Des prix qui ne reflètent pas la chute des volumes
Le contraste est saisissant lorsque l’on considère l’évolution des valeurs constatées : l’indice immobilier recule de seulement 2,4% sur le trimestre et de 0,4% sur un an. Pour les biens résidentiels, la baisse annuelle s’établit à 0,6%. Autrement dit, la rotation du marché ralentit fortement sans que les prix observés dans les actes ne s’effondrent.
| Indicateur | Variation (T1 2026 vs T4 2025) | Variation (T1 2026 vs T1 2025) |
|---|---|---|
| Transactions totales | -40,2% | -9,3% |
| Résidentiel (volumes) | -38,4% | -10,7% |
| Terrains (volumes) | -45,9% | — |
| Locaux pro (volumes) | -40,2% | — |
| Indice prix (trimestriel) | -2,4% | — |
| Indice prix (annuel) | — | -0,4% (résidentiel : -0,6%) |
Ce que traduit le décalage volumes/valeurs
Plusieurs enseignements se dégagent de cet écart. Premièrement, la contraction des ventes ressemble davantage à un ralentissement de la mise en marché et de la décision d’achat qu’à une dépréciation généralisée des prix. Quand la demande se raréfie, le marché peut se rééquilibrer par moins de transactions plutôt que par une baisse immédiate des prix constatés.
- Accès à la propriété : même si le rapport de force paraît parfois plus favorable aux acquéreurs, la raréfaction des ventes n’améliore pas automatiquement l’accessibilité au logement — les prix observés dans les actes progressent peu, mais les offres commerciales (notamment le neuf) peuvent rester élevées.

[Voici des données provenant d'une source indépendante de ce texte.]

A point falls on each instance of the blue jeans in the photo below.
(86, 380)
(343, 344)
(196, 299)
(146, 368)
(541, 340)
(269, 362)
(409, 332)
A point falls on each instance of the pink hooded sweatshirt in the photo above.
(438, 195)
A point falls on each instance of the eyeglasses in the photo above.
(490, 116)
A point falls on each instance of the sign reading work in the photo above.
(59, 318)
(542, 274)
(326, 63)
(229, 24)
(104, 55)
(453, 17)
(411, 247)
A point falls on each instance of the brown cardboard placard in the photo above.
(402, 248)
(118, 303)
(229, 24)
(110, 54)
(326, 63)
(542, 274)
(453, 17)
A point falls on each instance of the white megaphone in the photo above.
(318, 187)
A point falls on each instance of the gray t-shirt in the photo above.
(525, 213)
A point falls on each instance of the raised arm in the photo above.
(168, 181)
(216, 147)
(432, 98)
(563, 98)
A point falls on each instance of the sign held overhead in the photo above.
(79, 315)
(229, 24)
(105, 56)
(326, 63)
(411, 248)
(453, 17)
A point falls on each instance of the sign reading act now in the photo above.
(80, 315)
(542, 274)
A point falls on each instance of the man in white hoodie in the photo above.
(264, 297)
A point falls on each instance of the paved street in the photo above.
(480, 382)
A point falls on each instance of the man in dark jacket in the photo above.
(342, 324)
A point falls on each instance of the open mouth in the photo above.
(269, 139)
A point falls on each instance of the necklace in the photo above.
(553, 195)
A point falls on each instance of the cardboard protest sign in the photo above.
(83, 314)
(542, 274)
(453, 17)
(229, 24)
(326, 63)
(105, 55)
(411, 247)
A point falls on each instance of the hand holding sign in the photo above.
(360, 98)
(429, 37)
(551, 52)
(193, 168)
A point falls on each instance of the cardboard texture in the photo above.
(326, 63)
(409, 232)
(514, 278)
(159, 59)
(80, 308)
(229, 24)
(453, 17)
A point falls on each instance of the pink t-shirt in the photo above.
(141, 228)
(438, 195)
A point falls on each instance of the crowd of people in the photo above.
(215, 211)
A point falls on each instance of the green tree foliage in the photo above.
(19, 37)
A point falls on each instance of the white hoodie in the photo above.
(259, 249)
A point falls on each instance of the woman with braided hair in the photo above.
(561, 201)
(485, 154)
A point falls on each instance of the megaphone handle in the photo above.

- Segmentation du marché : tous les segments n’évoluent pas de la même manière ; les statistiques portent sur les prix constatés lors des transactions et ne reflètent pas nécessairement les tarifs demandés dans les programmes neufs.
- Risque de stagnation : un volume faible combiné à des prix relativement stables peut prolonger une période de marché atone, retardant la reprise des échanges.
Enjeux concrets pour les acquéreurs et les professionnels
Pour un ménage qui calcule en mensualités, la donne reste simple : si les prix observés reculent peu, c’est surtout la capacité et la volonté d’acheter qui déterminent le nombre d’opérations. Les promoteurs et investisseurs surveilleront de près l’évolution des offres neuves et des conditions de financement. Les notaires et les administrations foncières enregistrent aujourd’hui moins d’actes, ce qui pèse sur les recettes et la rotation des portefeuilles immobiliers.
Bank Al-Maghrib et l’ANCFCC fournissent une photographie du marché enregistrée par les actes : utile pour mesurer la réalité des transactions, mais imparfaite pour évaluer la pression commerciale à l’œuvre sur les prix affichés par les vendeurs. Le Haut-Commissariat au Plan, cité dans les analyses économiques, a par ailleurs suivi l’évolution du secteur de la construction, mais les données publiques sur le neuf méritent d’être croisées pour affiner le diagnostic.
Conclusion
Le premier trimestre 2026 marque un coup de frein net des échanges immobiliers au Maroc, sans effondrement corrélatif des prix constatés. Ce déséquilibre traduit une période de faible fluidité du marché : moins d’actes, des valeurs relativement résistantes et un effet potentiel sur l’accès au logement. À court terme, l’évolution des offres neuves et des conditions de crédit déterminera si le marché retrouve de la liquidité ou s’enlise dans une phase de stagnation.